Gallery Chosun will present 《차이의 공간》 from January through March 2013. The exhibition will unfold in two parts. 

 

From January 10 to February 1, Kim Jisun, Manna Lee, Minjung Lee, and Leeje will present works that capture the worlds they have traversed, rendered in their own distinct colours and tonal sensibilities.

 

From February 13 to March 7, Yujung Chang, Won SeoYeoung, Junho Song, and Gim Deok Yeoung will unfold their individual artistic languages within a shared space. 

 

Artists in every era have reflected the spirit of their time, typifying its values and characteristics. Confronted with the shocks of the worlds and stimuli from outside, the artist’s gaze reaches toward previously invisible structures of existence, influencing inner, spiritual experience. In an age saturated with simultaneous visual signals, the philosophical modes of thought latent within each artist generate countless differences, representing fragments that gather and disperse again.
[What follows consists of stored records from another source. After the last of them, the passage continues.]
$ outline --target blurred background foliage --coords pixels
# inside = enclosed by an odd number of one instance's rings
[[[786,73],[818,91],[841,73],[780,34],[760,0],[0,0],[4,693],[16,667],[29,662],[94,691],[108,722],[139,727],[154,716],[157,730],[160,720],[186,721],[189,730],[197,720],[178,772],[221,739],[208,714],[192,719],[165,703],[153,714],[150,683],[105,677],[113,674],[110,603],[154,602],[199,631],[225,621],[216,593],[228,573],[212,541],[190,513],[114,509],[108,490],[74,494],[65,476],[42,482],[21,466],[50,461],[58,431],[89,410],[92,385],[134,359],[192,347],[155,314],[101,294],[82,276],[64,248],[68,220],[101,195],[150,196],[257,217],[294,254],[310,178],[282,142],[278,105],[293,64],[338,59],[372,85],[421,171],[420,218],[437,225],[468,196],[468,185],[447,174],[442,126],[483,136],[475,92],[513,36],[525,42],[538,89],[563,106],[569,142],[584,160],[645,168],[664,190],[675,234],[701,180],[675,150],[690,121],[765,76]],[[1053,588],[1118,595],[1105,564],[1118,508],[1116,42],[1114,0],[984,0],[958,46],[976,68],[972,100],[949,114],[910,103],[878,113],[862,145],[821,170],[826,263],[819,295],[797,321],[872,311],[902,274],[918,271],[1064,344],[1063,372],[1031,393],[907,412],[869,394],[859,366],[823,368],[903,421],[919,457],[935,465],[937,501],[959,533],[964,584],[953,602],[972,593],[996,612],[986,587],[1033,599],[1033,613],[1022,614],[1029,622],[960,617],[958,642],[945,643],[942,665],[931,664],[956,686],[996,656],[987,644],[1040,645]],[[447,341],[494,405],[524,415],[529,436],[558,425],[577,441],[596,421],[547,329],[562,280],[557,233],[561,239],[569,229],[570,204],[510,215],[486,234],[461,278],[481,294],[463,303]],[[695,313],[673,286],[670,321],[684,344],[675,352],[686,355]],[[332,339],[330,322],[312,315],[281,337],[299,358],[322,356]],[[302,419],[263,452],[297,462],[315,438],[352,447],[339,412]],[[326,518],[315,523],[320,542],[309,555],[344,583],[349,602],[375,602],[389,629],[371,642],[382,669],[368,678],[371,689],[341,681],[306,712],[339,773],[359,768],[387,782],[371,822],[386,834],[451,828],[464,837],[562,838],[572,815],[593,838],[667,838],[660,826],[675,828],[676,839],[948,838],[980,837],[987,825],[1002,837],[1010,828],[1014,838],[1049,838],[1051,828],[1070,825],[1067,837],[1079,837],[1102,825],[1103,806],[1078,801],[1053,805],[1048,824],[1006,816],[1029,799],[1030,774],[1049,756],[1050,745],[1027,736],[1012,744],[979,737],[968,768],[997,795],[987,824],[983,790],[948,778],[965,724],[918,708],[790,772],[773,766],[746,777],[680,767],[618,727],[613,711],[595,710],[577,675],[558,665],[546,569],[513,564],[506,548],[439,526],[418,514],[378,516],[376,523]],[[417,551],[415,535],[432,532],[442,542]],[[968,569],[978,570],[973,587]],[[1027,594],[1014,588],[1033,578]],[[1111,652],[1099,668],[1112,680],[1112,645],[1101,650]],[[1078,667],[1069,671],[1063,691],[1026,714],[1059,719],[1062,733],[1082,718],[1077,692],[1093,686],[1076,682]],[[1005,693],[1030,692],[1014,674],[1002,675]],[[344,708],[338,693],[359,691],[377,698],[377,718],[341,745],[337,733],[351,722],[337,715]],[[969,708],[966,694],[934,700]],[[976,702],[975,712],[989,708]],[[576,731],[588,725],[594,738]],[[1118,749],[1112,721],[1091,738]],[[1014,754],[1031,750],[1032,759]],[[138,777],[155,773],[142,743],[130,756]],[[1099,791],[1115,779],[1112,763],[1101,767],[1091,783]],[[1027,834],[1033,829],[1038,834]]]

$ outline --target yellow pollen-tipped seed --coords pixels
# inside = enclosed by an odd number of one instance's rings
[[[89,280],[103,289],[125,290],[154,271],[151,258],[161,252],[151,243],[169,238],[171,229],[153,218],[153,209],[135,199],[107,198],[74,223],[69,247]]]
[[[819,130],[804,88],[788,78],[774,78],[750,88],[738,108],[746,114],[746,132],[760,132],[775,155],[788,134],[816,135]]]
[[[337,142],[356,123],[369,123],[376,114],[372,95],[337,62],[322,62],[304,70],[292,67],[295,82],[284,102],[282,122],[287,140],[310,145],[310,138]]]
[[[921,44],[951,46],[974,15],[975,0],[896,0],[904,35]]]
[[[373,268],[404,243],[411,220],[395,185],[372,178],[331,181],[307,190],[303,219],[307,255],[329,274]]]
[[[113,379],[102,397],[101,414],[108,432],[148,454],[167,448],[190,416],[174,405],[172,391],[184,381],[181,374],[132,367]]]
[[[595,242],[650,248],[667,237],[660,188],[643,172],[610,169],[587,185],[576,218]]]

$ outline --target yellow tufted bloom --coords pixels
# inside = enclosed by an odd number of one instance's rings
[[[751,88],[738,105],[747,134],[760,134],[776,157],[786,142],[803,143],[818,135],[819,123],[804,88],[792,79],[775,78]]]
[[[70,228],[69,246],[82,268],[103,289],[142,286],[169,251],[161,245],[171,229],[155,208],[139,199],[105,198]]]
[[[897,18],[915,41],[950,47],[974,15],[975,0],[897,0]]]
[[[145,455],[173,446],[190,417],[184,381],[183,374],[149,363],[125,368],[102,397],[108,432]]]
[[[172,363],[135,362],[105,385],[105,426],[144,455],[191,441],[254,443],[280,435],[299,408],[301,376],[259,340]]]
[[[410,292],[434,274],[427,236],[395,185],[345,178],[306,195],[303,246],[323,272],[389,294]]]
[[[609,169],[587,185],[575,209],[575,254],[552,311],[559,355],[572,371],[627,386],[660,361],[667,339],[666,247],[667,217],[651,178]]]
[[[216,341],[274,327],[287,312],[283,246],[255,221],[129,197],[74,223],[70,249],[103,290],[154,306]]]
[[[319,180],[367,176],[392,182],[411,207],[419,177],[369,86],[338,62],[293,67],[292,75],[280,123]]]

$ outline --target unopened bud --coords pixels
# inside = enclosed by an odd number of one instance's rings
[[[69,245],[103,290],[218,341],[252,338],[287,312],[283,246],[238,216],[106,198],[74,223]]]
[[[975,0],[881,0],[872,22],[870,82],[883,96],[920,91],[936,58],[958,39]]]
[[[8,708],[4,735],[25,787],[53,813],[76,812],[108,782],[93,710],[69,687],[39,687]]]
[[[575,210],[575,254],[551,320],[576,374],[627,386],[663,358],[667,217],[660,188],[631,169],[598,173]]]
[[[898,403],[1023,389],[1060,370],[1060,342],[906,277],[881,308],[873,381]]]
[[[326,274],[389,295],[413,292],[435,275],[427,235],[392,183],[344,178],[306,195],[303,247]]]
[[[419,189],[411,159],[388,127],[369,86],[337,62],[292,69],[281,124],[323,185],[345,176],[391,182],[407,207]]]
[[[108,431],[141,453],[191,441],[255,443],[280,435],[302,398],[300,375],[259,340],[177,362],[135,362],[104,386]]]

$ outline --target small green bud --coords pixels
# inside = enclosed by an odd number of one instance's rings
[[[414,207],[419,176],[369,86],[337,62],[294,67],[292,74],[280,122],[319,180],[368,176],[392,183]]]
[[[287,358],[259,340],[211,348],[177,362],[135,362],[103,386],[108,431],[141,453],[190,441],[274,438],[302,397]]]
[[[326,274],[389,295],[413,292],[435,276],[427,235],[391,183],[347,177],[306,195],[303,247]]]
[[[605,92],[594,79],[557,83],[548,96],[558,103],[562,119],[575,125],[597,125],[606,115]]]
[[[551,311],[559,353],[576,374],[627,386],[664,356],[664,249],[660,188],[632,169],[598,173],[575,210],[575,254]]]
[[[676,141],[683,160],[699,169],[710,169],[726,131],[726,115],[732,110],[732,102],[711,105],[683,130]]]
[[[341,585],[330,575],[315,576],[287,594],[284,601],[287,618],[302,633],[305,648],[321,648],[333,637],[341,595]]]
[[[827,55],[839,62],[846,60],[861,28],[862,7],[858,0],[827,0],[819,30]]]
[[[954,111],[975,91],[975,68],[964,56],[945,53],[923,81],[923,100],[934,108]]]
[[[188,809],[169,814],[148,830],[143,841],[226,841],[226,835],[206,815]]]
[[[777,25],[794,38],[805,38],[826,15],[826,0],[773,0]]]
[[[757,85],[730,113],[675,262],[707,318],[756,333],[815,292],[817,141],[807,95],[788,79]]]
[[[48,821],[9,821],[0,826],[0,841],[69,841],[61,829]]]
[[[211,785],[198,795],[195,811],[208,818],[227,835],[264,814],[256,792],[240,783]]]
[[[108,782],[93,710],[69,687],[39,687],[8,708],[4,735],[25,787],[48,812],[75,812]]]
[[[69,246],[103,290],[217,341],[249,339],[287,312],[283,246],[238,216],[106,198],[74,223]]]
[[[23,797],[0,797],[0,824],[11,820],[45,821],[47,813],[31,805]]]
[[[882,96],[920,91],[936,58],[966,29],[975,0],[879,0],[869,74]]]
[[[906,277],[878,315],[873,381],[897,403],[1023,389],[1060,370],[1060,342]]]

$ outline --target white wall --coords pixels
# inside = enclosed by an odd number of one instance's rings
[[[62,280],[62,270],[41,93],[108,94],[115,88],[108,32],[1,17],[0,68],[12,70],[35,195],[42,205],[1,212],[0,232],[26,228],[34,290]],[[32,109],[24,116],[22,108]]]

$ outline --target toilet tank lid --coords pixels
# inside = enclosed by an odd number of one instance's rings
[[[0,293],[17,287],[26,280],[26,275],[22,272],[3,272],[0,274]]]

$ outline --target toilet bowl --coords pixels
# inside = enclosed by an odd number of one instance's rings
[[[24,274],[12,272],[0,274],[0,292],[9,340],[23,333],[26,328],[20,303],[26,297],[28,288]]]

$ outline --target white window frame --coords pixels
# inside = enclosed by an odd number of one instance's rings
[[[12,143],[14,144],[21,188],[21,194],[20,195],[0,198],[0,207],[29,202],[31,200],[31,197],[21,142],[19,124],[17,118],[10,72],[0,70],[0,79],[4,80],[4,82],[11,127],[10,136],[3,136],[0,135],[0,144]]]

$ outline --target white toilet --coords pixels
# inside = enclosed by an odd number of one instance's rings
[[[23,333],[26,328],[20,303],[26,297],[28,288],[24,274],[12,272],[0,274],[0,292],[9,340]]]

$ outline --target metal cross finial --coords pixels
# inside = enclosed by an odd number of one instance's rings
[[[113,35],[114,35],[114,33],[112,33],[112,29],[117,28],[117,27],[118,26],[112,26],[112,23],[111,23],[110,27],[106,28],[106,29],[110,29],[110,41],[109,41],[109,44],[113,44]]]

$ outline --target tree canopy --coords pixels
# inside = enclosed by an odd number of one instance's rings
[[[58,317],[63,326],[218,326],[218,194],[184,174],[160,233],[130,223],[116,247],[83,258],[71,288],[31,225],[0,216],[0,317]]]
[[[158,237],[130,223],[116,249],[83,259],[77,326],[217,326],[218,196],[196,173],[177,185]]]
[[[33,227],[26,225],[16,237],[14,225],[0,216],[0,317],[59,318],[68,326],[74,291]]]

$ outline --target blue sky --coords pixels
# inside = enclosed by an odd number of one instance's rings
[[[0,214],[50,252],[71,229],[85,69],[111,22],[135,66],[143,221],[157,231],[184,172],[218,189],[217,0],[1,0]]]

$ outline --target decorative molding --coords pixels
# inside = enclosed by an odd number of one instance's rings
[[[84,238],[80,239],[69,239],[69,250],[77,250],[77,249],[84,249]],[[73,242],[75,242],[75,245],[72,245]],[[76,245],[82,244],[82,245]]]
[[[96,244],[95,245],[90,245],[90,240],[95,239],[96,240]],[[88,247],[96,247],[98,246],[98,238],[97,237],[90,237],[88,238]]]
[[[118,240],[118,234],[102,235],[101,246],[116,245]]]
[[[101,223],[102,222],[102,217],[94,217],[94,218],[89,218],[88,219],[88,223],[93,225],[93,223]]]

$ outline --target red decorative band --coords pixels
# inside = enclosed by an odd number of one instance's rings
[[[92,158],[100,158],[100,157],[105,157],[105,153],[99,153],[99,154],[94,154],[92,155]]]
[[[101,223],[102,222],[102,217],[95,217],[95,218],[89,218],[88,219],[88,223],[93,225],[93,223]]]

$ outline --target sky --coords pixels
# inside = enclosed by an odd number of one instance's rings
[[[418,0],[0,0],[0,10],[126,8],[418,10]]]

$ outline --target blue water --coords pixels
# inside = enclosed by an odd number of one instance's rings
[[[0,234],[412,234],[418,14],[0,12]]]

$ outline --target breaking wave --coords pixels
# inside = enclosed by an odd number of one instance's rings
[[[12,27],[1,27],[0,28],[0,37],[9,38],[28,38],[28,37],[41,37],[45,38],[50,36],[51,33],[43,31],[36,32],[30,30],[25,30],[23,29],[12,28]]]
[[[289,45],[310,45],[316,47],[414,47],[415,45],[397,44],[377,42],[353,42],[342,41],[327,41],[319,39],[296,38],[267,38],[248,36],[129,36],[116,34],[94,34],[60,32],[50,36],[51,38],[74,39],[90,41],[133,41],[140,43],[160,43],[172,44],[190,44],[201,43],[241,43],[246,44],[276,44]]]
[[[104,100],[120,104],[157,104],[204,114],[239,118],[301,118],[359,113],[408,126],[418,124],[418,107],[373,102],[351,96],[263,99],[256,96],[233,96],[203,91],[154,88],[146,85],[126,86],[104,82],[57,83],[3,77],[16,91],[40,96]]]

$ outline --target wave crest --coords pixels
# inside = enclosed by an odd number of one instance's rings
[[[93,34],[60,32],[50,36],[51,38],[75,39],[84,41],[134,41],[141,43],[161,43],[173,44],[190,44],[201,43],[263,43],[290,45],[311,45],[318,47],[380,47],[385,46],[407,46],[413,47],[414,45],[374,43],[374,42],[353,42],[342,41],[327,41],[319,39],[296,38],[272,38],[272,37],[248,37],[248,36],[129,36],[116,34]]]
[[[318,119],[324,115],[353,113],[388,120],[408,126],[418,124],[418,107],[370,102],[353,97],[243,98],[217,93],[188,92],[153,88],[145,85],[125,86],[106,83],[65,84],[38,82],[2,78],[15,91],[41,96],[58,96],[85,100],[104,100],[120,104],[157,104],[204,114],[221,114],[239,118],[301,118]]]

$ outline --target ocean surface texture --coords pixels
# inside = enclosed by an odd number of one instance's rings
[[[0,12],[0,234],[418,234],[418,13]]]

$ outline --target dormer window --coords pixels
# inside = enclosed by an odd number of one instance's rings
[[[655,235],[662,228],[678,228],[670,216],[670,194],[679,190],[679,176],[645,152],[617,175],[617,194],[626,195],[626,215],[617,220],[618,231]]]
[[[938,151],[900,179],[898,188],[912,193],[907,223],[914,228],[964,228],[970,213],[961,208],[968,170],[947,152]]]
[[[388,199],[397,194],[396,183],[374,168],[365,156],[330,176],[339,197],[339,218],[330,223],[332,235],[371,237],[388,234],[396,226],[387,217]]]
Whether through abstraction, empathy, or other impulses, these differences find varied expressions today. 

 

This exhibition ultimately asks about the forms that difference produces. The participating artists’ modes of thought are also shaped by certain orders and frameworks. Through diverse perceptual structures, they render the worlds they have passed through in their own colours and tones. Within the gap between thought and representation, open yet profound, they both reveal and conceal. The spaces between abstraction and figuration created from the same material establish spatial margins and an overarching ambiguity that generate multiple values. In doing so, they consciously reaffirm both inner reality and the realities of the world and nature. When awareness of one’s essential being is strengthened in this way, and one returns to the external reality of the world, what emerges is thought beyond representation, the richly unfolding world itself. 

 

The personal histories each artist has lived through generate differences as varied as the stories scattered across time. Such differences produce bodily responses in the perception of space and give rise to distinct modes of thought. This exhibition poses a question about the forms created by those differences. The gaps between modes of thinking, formed through relationships with others, and between abstraction and figuration expressed through the same material generate spatial margins and diverse values. In doing so, they prompt a conscious reexamination of one’s internal reality alongside the realities of the world and of nature. Through the multifaceted world that unfolds beyond representation, viewers are offered an opportunity to better understand the diverse forms of contemporary art. 

 

Contemporary art is less a neatly structured narrative than a gathering of fragments that resist forming a single unified whole. For an individual history to be represented as a work of art, there must be at least a minimal framework that allows scattered stories to cohere into a distinct structure rather than remain buried within material. What enables representation to stand as a unified composition rather than a disorderly sequence of episodes is a “framework of perception.” This framework shapes how a particular era understands the world, while simultaneously setting boundaries on thought itself. All definitions rely on categorization and distinction; similarly, our perception of objects is shaped by shared structures of meaning. Meaning emerges through the relationships between the self, the object, and the field, whether understood as space, environment, system, position, layer, or arrangement.